How to manually force a commit in a @Transactional method? [duplicate]

隐身守侯 提交于 2019-11-27 06:43:54
Martin Frey

I had a similar use case during testing hibernate event listeners which are only called on commit.

The solution was to wrap the code to be persistent into another method annotated with REQUIRES_NEW. (In another class) This way a new transaction is spawned and a flush/commit is issued once the method returns.

Keep in mind that this might influence all the other tests! So write them accordingly or you need to ensure that you can clean up after the test ran.

Why don't you use spring's TransactionTemplate to programmatically control transactions? You could also restructure your code so that each "transaction block" has it's own @Transactional method, but given that it's a test I would opt for programmatic control of your transactions.
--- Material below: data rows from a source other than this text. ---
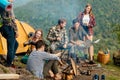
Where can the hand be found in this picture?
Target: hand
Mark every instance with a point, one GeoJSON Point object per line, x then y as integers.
{"type": "Point", "coordinates": [65, 46]}
{"type": "Point", "coordinates": [58, 38]}
{"type": "Point", "coordinates": [78, 42]}
{"type": "Point", "coordinates": [58, 54]}
{"type": "Point", "coordinates": [16, 35]}
{"type": "Point", "coordinates": [86, 24]}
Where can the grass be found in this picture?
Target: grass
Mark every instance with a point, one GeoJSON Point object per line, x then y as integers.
{"type": "Point", "coordinates": [111, 71]}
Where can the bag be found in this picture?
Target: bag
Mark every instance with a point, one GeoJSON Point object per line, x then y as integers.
{"type": "Point", "coordinates": [24, 59]}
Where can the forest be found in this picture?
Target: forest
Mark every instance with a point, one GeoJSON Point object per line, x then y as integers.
{"type": "Point", "coordinates": [44, 14]}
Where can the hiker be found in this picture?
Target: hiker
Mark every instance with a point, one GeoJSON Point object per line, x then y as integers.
{"type": "Point", "coordinates": [76, 41]}
{"type": "Point", "coordinates": [87, 20]}
{"type": "Point", "coordinates": [58, 41]}
{"type": "Point", "coordinates": [37, 59]}
{"type": "Point", "coordinates": [10, 32]}
{"type": "Point", "coordinates": [33, 39]}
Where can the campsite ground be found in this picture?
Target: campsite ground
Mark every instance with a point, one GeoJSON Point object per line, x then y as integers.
{"type": "Point", "coordinates": [111, 71]}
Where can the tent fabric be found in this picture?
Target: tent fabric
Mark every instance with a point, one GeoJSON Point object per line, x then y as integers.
{"type": "Point", "coordinates": [23, 29]}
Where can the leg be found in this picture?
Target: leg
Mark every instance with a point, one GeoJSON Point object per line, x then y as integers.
{"type": "Point", "coordinates": [91, 52]}
{"type": "Point", "coordinates": [47, 67]}
{"type": "Point", "coordinates": [8, 33]}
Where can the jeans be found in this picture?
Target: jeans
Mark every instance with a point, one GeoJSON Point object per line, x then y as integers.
{"type": "Point", "coordinates": [9, 34]}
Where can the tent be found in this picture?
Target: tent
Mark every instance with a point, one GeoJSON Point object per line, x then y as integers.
{"type": "Point", "coordinates": [23, 29]}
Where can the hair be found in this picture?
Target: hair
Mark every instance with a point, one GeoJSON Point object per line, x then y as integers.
{"type": "Point", "coordinates": [89, 5]}
{"type": "Point", "coordinates": [41, 33]}
{"type": "Point", "coordinates": [61, 21]}
{"type": "Point", "coordinates": [39, 44]}
{"type": "Point", "coordinates": [75, 21]}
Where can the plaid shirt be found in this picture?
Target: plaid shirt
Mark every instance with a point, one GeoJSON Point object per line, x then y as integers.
{"type": "Point", "coordinates": [56, 32]}
{"type": "Point", "coordinates": [91, 24]}
{"type": "Point", "coordinates": [8, 19]}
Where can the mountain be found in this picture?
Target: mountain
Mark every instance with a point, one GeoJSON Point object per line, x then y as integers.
{"type": "Point", "coordinates": [45, 13]}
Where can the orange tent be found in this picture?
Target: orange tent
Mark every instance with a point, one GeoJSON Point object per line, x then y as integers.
{"type": "Point", "coordinates": [23, 29]}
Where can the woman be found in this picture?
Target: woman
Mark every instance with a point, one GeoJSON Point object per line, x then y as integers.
{"type": "Point", "coordinates": [37, 36]}
{"type": "Point", "coordinates": [87, 20]}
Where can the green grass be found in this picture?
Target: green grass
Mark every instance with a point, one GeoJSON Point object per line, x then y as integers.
{"type": "Point", "coordinates": [111, 71]}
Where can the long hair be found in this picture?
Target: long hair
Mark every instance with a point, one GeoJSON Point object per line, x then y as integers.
{"type": "Point", "coordinates": [89, 5]}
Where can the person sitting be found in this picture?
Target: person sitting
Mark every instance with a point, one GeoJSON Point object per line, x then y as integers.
{"type": "Point", "coordinates": [33, 39]}
{"type": "Point", "coordinates": [38, 35]}
{"type": "Point", "coordinates": [36, 60]}
{"type": "Point", "coordinates": [76, 34]}
{"type": "Point", "coordinates": [58, 41]}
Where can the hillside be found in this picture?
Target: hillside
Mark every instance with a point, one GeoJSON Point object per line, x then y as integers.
{"type": "Point", "coordinates": [45, 13]}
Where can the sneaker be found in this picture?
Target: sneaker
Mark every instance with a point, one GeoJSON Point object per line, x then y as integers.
{"type": "Point", "coordinates": [96, 41]}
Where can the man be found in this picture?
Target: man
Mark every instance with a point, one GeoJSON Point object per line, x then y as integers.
{"type": "Point", "coordinates": [58, 40]}
{"type": "Point", "coordinates": [58, 36]}
{"type": "Point", "coordinates": [10, 33]}
{"type": "Point", "coordinates": [37, 59]}
{"type": "Point", "coordinates": [76, 34]}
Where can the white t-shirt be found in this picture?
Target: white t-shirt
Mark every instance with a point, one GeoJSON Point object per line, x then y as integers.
{"type": "Point", "coordinates": [86, 19]}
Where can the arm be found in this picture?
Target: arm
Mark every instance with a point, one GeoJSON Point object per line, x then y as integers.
{"type": "Point", "coordinates": [92, 22]}
{"type": "Point", "coordinates": [71, 37]}
{"type": "Point", "coordinates": [66, 39]}
{"type": "Point", "coordinates": [49, 36]}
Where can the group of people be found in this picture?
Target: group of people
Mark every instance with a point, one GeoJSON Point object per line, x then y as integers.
{"type": "Point", "coordinates": [40, 62]}
{"type": "Point", "coordinates": [80, 37]}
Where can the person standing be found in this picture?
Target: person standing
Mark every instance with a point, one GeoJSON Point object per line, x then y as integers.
{"type": "Point", "coordinates": [58, 36]}
{"type": "Point", "coordinates": [58, 41]}
{"type": "Point", "coordinates": [10, 32]}
{"type": "Point", "coordinates": [87, 20]}
{"type": "Point", "coordinates": [76, 35]}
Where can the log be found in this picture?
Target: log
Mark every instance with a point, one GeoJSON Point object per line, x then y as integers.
{"type": "Point", "coordinates": [9, 76]}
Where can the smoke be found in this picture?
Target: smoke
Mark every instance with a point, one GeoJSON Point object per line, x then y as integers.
{"type": "Point", "coordinates": [45, 13]}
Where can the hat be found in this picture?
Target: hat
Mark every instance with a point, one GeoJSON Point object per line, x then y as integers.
{"type": "Point", "coordinates": [75, 20]}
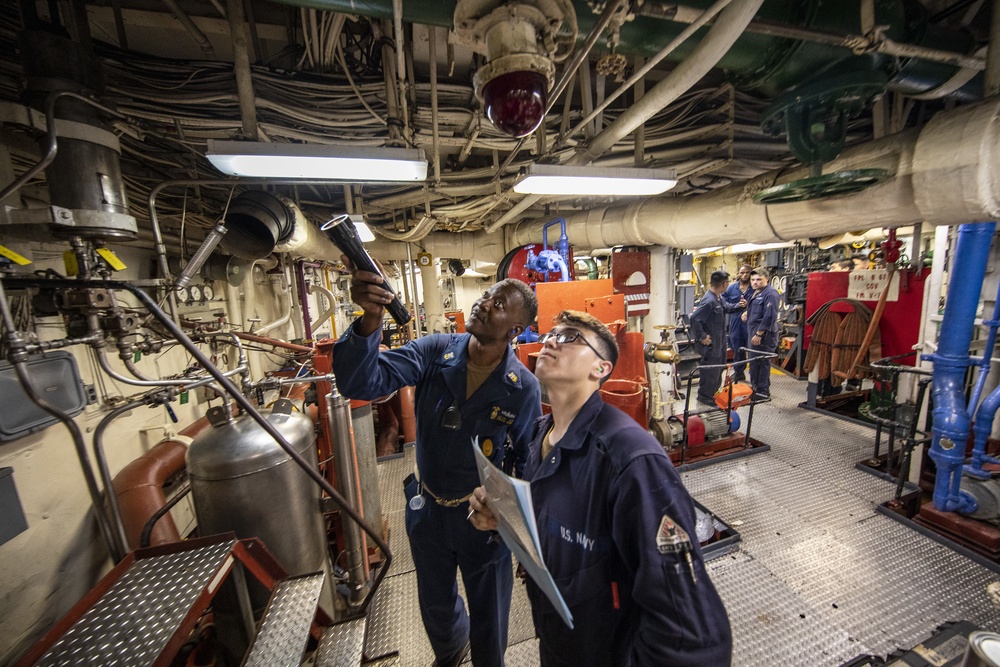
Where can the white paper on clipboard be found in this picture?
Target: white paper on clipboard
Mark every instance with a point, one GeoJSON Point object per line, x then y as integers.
{"type": "Point", "coordinates": [510, 502]}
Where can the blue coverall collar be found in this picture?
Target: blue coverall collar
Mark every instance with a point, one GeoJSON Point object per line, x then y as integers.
{"type": "Point", "coordinates": [454, 359]}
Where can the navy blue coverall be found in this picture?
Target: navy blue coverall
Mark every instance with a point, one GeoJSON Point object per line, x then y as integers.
{"type": "Point", "coordinates": [738, 337]}
{"type": "Point", "coordinates": [617, 533]}
{"type": "Point", "coordinates": [441, 539]}
{"type": "Point", "coordinates": [709, 318]}
{"type": "Point", "coordinates": [762, 317]}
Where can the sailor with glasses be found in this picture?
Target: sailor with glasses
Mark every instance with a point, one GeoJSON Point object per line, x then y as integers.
{"type": "Point", "coordinates": [467, 385]}
{"type": "Point", "coordinates": [616, 525]}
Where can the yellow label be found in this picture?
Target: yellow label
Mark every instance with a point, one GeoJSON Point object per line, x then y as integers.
{"type": "Point", "coordinates": [13, 256]}
{"type": "Point", "coordinates": [112, 259]}
{"type": "Point", "coordinates": [69, 261]}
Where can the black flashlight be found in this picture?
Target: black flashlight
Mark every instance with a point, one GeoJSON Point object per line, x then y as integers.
{"type": "Point", "coordinates": [341, 231]}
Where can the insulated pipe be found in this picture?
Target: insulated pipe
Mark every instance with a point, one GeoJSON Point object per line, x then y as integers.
{"type": "Point", "coordinates": [331, 307]}
{"type": "Point", "coordinates": [983, 429]}
{"type": "Point", "coordinates": [951, 418]}
{"type": "Point", "coordinates": [984, 363]}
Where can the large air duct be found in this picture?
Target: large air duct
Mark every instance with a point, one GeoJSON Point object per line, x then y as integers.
{"type": "Point", "coordinates": [260, 223]}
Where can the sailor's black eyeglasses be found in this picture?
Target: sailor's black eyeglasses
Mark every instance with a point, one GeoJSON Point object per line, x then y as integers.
{"type": "Point", "coordinates": [567, 336]}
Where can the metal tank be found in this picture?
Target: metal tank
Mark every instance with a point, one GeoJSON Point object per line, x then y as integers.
{"type": "Point", "coordinates": [244, 482]}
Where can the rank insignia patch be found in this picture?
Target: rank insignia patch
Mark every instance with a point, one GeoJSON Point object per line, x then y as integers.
{"type": "Point", "coordinates": [671, 538]}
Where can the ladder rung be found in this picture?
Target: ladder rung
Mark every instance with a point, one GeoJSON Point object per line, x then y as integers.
{"type": "Point", "coordinates": [284, 630]}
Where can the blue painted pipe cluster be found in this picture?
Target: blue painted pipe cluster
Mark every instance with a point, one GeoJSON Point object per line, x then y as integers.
{"type": "Point", "coordinates": [952, 417]}
{"type": "Point", "coordinates": [555, 259]}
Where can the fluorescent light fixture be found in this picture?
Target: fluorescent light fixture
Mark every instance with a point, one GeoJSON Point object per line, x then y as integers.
{"type": "Point", "coordinates": [552, 179]}
{"type": "Point", "coordinates": [315, 161]}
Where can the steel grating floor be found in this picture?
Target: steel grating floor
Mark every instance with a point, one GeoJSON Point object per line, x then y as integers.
{"type": "Point", "coordinates": [819, 576]}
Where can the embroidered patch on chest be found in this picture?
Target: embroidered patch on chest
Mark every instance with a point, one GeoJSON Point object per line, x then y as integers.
{"type": "Point", "coordinates": [498, 414]}
{"type": "Point", "coordinates": [671, 538]}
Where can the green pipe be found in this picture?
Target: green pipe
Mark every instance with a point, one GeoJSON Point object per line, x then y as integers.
{"type": "Point", "coordinates": [768, 64]}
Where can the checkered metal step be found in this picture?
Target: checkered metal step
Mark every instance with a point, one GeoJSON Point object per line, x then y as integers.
{"type": "Point", "coordinates": [143, 609]}
{"type": "Point", "coordinates": [342, 644]}
{"type": "Point", "coordinates": [284, 630]}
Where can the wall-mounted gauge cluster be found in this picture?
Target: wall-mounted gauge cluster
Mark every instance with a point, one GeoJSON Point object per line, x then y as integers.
{"type": "Point", "coordinates": [195, 294]}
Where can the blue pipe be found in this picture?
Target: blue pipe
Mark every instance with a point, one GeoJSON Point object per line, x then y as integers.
{"type": "Point", "coordinates": [562, 245]}
{"type": "Point", "coordinates": [982, 430]}
{"type": "Point", "coordinates": [951, 415]}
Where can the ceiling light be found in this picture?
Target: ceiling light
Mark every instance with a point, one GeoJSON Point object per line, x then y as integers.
{"type": "Point", "coordinates": [550, 179]}
{"type": "Point", "coordinates": [313, 161]}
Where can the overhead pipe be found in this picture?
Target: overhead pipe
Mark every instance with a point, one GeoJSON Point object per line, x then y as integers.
{"type": "Point", "coordinates": [951, 416]}
{"type": "Point", "coordinates": [947, 173]}
{"type": "Point", "coordinates": [770, 63]}
{"type": "Point", "coordinates": [706, 55]}
{"type": "Point", "coordinates": [331, 307]}
{"type": "Point", "coordinates": [636, 77]}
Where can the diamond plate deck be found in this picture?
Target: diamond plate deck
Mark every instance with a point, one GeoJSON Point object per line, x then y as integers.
{"type": "Point", "coordinates": [819, 578]}
{"type": "Point", "coordinates": [284, 630]}
{"type": "Point", "coordinates": [133, 621]}
{"type": "Point", "coordinates": [342, 644]}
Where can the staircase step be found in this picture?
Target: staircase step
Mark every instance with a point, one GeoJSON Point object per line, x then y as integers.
{"type": "Point", "coordinates": [132, 622]}
{"type": "Point", "coordinates": [284, 630]}
{"type": "Point", "coordinates": [342, 644]}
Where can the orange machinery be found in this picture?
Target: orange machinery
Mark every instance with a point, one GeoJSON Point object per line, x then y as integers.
{"type": "Point", "coordinates": [627, 386]}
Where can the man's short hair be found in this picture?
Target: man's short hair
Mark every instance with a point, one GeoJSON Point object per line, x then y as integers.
{"type": "Point", "coordinates": [606, 342]}
{"type": "Point", "coordinates": [718, 278]}
{"type": "Point", "coordinates": [529, 302]}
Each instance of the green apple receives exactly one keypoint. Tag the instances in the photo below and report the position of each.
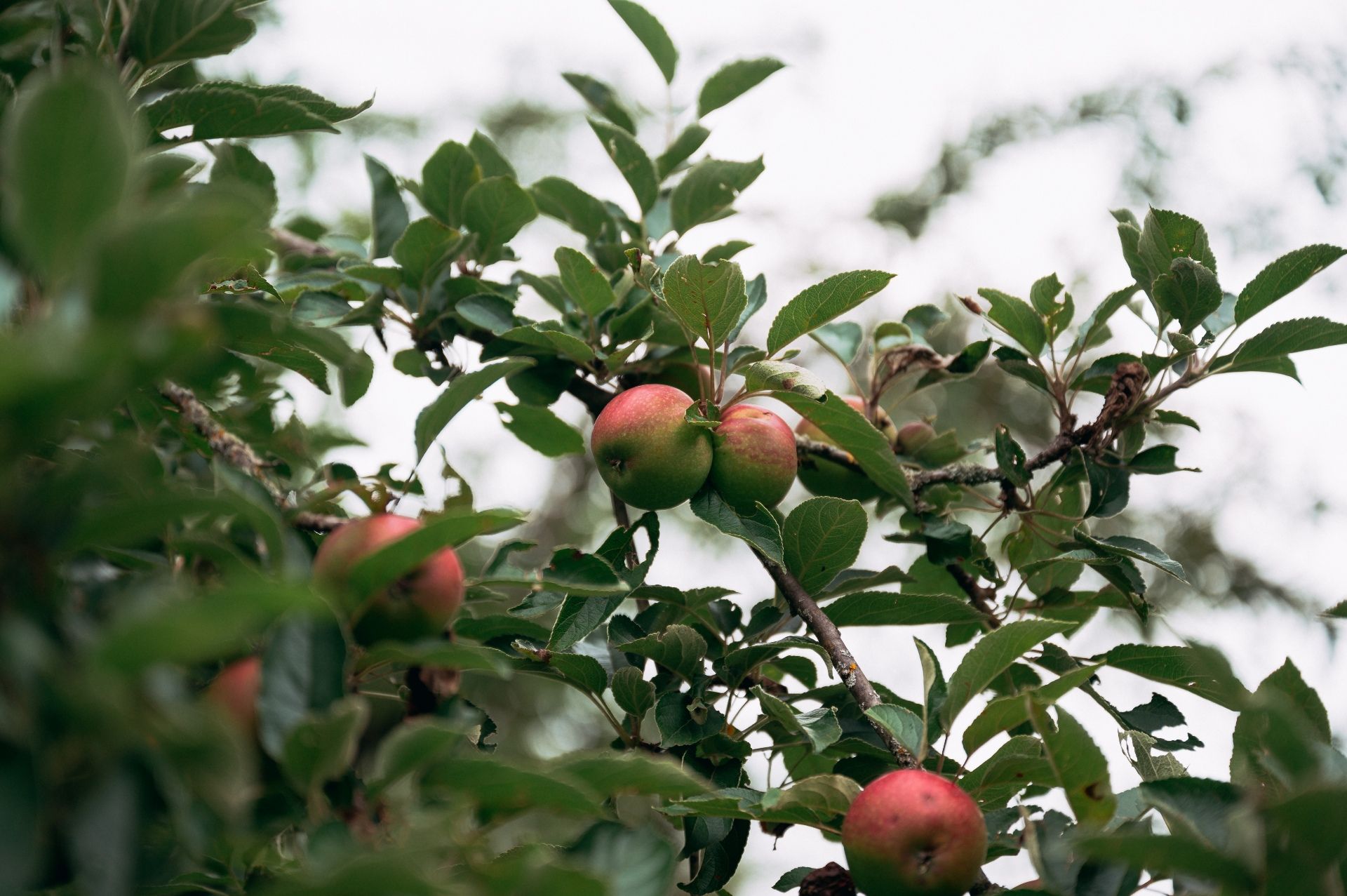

Also note that the @Transactional annotation on your runnable won't work (unless you are using aspectj) as the runnables aren't managed by spring!

@RunWith(SpringJUnit4ClassRunner.class)
//other spring-test annotations; as your database context is dirty due to the committed transaction you might want to consider using @DirtiesContext
public class TransactionTemplateTest {

@Autowired
PlatformTransactionManager platformTransactionManager;

TransactionTemplate transactionTemplate;

@Before
public void setUp() throws Exception {
    transactionTemplate = new TransactionTemplate(platformTransactionManager);
}

@Test //note that there is no @Transactional configured for the method
public void test() throws InterruptedException {

    final Contract c1 = transactionTemplate.execute(new TransactionCallback<Contract>() {
        @Override
        public Contract doInTransaction(TransactionStatus status) {
            Contract c = contractDOD.getNewTransientContract(15);
            contractRepository.save(c);
            return c;
        }
    });

    ExecutorService executorService = Executors.newFixedThreadPool(5);

    for (int i = 0; i < 5; ++i) {
        executorService.execute(new Runnable() {
            @Override  //note that there is no @Transactional configured for the method
            public void run() {
                transactionTemplate.execute(new TransactionCallback<Object>() {
                    @Override
                    public Object doInTransaction(TransactionStatus status) {
                        // do whatever you want to do with c1
                        return null;
                    }
                });
            }
        });
    }

    executorService.shutdown();
    executorService.awaitTermination(10, TimeUnit.SECONDS);

    transactionTemplate.execute(new TransactionCallback<Object>() {
        @Override
        public Object doInTransaction(TransactionStatus status) {
            // validate test results in transaction
            return null;
        }
    });
}

}

I know that due to this ugly anonymous inner class usage of TransactionTemplate doesn't look nice, but when for some reason we want to have a test method transactional IMHO it is the most flexible option.

In some cases (it depends on the application type) the best way to use transactions in Spring tests is a turned-off @Transactional on the test methods. Why? Because @Transactional may leads to many false-positive tests. You may look at this sample article to find out details. In such cases TransactionTemplate can be perfect for controlling transaction boundries when we want that control.